Having been involved in a more informal referral system for difficult patients, I want to add a couple of observations. First, most of the patients I saw in this category had been “defying medical science” for quite a long time, and were often depressed, anxious, and/or angry with their situation. One of the barriers to treatment I often encountered was notion that if I could not give them a name for their condition, then I was suggesting it was “all in my head.” Of course, most of what a physician learns from a patient is “in their head” in the sense that everything depends upon how the patient reports his/her experiences and how I interpret what I am told. I often found it useful to contrast this mind-body dualism with Paul Tournier’s triangular diagram showing people are a complex mixture of their physical, emotional, and spiritual selves. While not directly treating the unknown disease, shoring up emotional reserves is often necessary. It is also necessary, as suggested in the NYT article, to give hope, which I would characterize as shoring up the spiritual side. “We don’t know exactly what is wrong, but we can work on making you feel better in the meantime.”
But engaging in empiric, symptom-focused treatment is difficult with today’s electronic systems, where every “order” has to be linked to an ICD diagnosis. While the ICD does include symptoms, insurance companies often refuse to pay without links to a “hard” diagnosis. Another problem for patients with a non-specific diagnosis is that they cannot tell their family and friends “what is wrong with me.” The isolation of not feeling good is thereby made worse. So, patients as well as doctors, want a name. Perhaps what we need is a term, maybe “Mayo Syndrome,” that can be used as a placeholder for the patient and the providers while efforts are made to alleviate the symptoms.

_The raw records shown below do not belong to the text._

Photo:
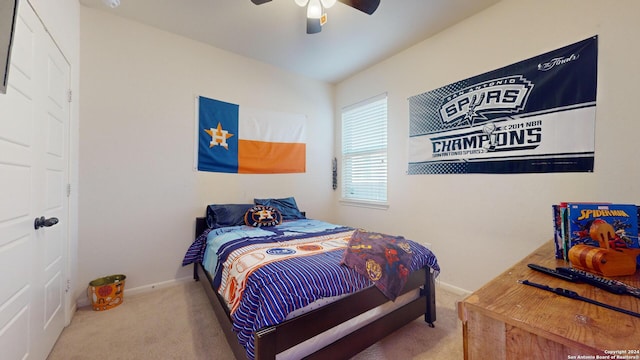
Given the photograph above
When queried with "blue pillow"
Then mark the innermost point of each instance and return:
(226, 215)
(287, 206)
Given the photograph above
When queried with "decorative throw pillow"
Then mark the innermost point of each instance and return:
(287, 206)
(261, 215)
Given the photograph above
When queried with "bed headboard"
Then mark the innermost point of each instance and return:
(201, 225)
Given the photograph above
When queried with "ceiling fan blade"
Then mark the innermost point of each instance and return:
(314, 26)
(366, 6)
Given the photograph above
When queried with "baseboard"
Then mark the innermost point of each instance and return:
(453, 289)
(84, 301)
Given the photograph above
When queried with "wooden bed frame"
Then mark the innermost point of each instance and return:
(275, 339)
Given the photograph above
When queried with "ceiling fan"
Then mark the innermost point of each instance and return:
(316, 17)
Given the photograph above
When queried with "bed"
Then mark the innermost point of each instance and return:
(337, 323)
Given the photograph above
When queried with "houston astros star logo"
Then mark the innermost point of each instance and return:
(218, 137)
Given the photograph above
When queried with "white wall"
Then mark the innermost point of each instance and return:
(139, 193)
(479, 225)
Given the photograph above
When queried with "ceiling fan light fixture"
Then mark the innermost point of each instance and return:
(314, 9)
(328, 3)
(112, 3)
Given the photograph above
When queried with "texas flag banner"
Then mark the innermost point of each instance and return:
(235, 139)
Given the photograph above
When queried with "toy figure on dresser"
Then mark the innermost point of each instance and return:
(613, 257)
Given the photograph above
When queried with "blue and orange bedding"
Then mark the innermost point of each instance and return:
(265, 273)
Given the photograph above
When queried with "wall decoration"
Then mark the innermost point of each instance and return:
(235, 139)
(534, 116)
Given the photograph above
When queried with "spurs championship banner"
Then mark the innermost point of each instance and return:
(534, 116)
(235, 139)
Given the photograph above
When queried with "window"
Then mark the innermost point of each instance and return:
(364, 151)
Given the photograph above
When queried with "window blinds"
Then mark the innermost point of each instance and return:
(364, 150)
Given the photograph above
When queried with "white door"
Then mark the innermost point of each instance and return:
(34, 173)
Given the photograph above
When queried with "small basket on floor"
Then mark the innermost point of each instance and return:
(107, 292)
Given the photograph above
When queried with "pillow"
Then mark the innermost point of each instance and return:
(226, 215)
(261, 215)
(287, 207)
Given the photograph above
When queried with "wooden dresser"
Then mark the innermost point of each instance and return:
(508, 320)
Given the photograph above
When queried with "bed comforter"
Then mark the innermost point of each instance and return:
(265, 273)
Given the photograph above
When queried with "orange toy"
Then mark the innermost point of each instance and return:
(604, 260)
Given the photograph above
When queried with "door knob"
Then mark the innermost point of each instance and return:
(41, 221)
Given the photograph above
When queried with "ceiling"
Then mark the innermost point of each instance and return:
(275, 32)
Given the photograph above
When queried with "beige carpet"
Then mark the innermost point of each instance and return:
(178, 323)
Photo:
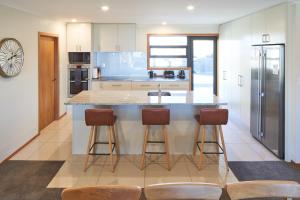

Forty years ago, Paul Starr wrote a book describing the history of American medicine from a sociological perspective. He noted the transformation from a cottage industry dominated by the doctors to an industrial system of standardization and protocols was well underway. He won the Pulitzer Prize and the Bancroft Prize for his book, and he was correct. But forty years on, we are beginning to see evidence of the limitations of the industrial system. We aren’t going back to the cottage industry days, but seeing evidence for the emergence of systems designed to take care of the needs of those who don’t fit and aren’t well-served by the industrial system is encouraging.
Consultative medicine is another instance where we should standardize what we can, but no more. I can’t prove it, but I believe we can standardize about 60% of our processes and our treatments. Perhaps another 10% of the time we can use experimental or developing protocols subject to constant change. But that still leaves 30% or more of the work we do reliant on individuals caring for other individuals, which matches reasonably with the estimate cited be Geng and associates. Can our money-driven industrial system deal with that much variability? If not, then what?
3 January 2022
 Leonhardt D. To Give Them Hope. 11 November 2021. Accessed at www.nytimes.com.
 Geng LN, Verghese A, Tillburt JC. Consultative Medicine—An Emerging Specialty for Patients with Perplexing Conditions. N Engl J Med 2021;385(26):2478-2484. doi:10.1056/NEJMms2111017.
 Starr P. The Social Transformation of American Medicine. (New York: Basic Books, 1982.)